JAKARTA, TINTAHIJAU.com — Sejumlah pegawai Satuan Pelayanan Pemenuhan Gizi (SPPG) dalam Program Makan Bergizi Gratis (MBG) berpeluang diangkat menjadi Pegawai Pemerintah dengan Perjanjian Kerja (PPPK). Kebijakan tersebut diatur dalam Peraturan Presiden (Perpres) Nomor 115 Tahun 2025 tentang Tata Kelola Penyelenggaraan Program Makan Bergizi Gratis.

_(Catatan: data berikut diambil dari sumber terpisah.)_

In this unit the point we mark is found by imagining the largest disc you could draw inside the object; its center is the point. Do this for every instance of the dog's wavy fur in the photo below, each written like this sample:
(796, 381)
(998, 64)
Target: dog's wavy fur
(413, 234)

Dalam Pasal 17 Perpres Nomor 115 Tahun 2025 disebutkan bahwa pegawai SPPG dapat diangkat sebagai PPPK sesuai dengan ketentuan peraturan perundang-undangan yang berlaku. Meski demikian, Badan Gizi Nasional (BGN) menegaskan tidak seluruh pegawai maupun relawan SPPG otomatis masuk dalam skema pengangkatan sebagai aparatur negara.
Wakil Kepala BGN Nanik S. Deyang menjelaskan, pegawai SPPG yang dimaksud dalam konteks pengangkatan PPPK adalah mereka yang menempati jabatan inti dengan fungsi teknis dan administratif strategis. Jabatan tersebut meliputi kepala SPPG, ahli gizi, serta akuntan.
“Di luar itu, termasuk relawan, tidak masuk dalam skema pengangkatan PPPK,” ujar Nanik S. Deyang, Selasa (13/1/2026), seperti dikutip dari Antara.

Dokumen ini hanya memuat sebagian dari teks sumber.